-
Semûd kavmine de kardeşleri Salih’i Peygamber olarak gönderdik. Dedi ki: “Ey kavmim! Allah’a kulluk edin. Sizin için O’ndan başka bir ilâh yoktur. Gerçekten size Rabbinizden (benim peygamber olduğumu gösterecek) açık bir delil geldi. İşte size bir mucize olarak Allah’ın şu devesi.. Bırakın onu da Allah’ın mülkünde yesin, içsin. Sakın ona bir kötülük etmeyin. Yoksa sizi elem dolu bir azap yakalar.”
-
“Hatırlayın ki Allah Âd kavminden sonra, sizi onların yerine getirdi ve sizi yeryüzünde yerleştirdi. Yerin ovalarında köşkler kuruyor, dağları oyup evler yapıyorsunuz. Artık Allah’ın nimetlerini anın da yeryüzünde bozgunculuk yaparak karışıklık çıkarmayın.”
-
Kavminin büyüklük taslayan ileri gelenleri, küçük görülüp ezilen inanmışlara, “Siz, Salih’in, Rabbi tarafından gönderilmiş bir peygamber olduğunu (sahiden) biliyor musunuz?” dediler.
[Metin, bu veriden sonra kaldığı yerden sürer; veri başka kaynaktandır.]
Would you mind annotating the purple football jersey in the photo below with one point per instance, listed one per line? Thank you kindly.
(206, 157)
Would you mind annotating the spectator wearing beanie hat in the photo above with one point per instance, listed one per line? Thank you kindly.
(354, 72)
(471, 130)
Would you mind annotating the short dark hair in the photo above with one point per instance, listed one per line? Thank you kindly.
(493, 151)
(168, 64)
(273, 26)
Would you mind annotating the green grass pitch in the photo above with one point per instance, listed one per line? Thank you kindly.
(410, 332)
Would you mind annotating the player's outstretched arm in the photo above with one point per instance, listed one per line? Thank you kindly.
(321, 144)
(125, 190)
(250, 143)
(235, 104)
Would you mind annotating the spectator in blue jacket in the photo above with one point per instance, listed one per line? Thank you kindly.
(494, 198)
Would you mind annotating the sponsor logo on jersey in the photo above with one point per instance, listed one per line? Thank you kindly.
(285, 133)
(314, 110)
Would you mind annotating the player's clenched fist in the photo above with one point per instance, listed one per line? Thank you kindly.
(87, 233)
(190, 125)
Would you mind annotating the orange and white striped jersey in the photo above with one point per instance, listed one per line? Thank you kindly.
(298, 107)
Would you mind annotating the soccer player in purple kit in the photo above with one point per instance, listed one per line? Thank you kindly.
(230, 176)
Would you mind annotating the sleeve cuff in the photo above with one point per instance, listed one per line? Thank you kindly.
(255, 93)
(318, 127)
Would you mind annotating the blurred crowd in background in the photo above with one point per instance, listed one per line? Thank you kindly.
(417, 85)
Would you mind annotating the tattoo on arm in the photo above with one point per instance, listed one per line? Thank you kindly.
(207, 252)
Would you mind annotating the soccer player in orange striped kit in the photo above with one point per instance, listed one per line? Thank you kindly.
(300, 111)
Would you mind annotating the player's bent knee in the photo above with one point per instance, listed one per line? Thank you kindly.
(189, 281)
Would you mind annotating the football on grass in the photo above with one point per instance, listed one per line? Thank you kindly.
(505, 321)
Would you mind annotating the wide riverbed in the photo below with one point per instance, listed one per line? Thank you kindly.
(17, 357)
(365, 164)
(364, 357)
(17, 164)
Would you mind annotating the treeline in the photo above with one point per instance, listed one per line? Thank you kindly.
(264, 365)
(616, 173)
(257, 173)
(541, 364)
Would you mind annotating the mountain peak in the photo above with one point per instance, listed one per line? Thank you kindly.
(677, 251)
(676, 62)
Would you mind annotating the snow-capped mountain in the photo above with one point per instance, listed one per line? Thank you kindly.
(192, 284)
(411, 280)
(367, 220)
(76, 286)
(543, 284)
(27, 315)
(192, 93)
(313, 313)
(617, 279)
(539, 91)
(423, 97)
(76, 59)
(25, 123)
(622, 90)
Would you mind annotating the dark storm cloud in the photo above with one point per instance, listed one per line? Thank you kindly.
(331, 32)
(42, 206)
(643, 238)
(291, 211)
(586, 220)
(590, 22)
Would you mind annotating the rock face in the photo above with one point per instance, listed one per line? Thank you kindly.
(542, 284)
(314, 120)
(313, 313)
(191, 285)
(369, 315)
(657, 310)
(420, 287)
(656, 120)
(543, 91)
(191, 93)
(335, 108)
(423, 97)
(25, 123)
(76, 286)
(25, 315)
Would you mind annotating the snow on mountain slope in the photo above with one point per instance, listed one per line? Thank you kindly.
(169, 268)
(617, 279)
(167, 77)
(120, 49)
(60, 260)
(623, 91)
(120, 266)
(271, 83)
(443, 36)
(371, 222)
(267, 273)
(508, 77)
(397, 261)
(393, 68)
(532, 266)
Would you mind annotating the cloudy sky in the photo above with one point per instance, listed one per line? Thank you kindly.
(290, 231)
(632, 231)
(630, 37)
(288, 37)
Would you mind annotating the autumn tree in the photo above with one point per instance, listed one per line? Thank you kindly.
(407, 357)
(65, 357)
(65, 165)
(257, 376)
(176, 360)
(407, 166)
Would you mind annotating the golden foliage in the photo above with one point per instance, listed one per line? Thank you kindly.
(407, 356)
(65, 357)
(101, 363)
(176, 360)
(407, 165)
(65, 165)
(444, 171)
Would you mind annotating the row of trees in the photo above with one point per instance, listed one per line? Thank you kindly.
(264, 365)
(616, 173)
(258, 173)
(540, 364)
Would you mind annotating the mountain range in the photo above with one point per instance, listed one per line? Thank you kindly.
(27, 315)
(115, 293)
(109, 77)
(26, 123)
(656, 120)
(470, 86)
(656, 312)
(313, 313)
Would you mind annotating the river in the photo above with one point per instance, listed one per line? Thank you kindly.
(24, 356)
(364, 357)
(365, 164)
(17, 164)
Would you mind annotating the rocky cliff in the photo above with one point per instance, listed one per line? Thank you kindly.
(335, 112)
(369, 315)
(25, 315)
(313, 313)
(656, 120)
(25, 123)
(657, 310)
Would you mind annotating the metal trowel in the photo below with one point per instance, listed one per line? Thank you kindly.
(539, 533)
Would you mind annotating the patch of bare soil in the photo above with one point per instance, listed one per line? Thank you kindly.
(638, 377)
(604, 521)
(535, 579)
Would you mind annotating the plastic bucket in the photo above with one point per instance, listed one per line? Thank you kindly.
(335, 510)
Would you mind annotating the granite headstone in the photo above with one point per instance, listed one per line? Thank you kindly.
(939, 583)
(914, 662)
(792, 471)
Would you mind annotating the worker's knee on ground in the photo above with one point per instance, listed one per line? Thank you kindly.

Onlar da, “Biz şüphesiz onunla gönderilene inananlarız” dediler.
-
Büyüklük taslayanlar, “Şüphesiz biz sizin inandığınız şeyi inkâr edenleriz” dediler.
-
Nihayet deveyi kestiler, Rablerinin emrine karşı geldiler ve “Ey Salih! Sen eğer (dediğin gibi) peygamberlerden isen, haydi bizi tehdit ettiğin azabı getir” dediler.
-
Derken, onları o kuvvetli sarsıntı yakaladı da yurtlarında yüzüstü hareketsiz çöke kaldılar.
-
(Helâk) emrimiz geldiğinde Salih’i ve beraberindeki iman etmiş olanları tarafımızdan bir rahmetle helâktan ve o günün rezilliğinden kurtardık. Şüphesiz Rabbin mutlak güç sahibidir, hüküm ve hikmet sahibidir.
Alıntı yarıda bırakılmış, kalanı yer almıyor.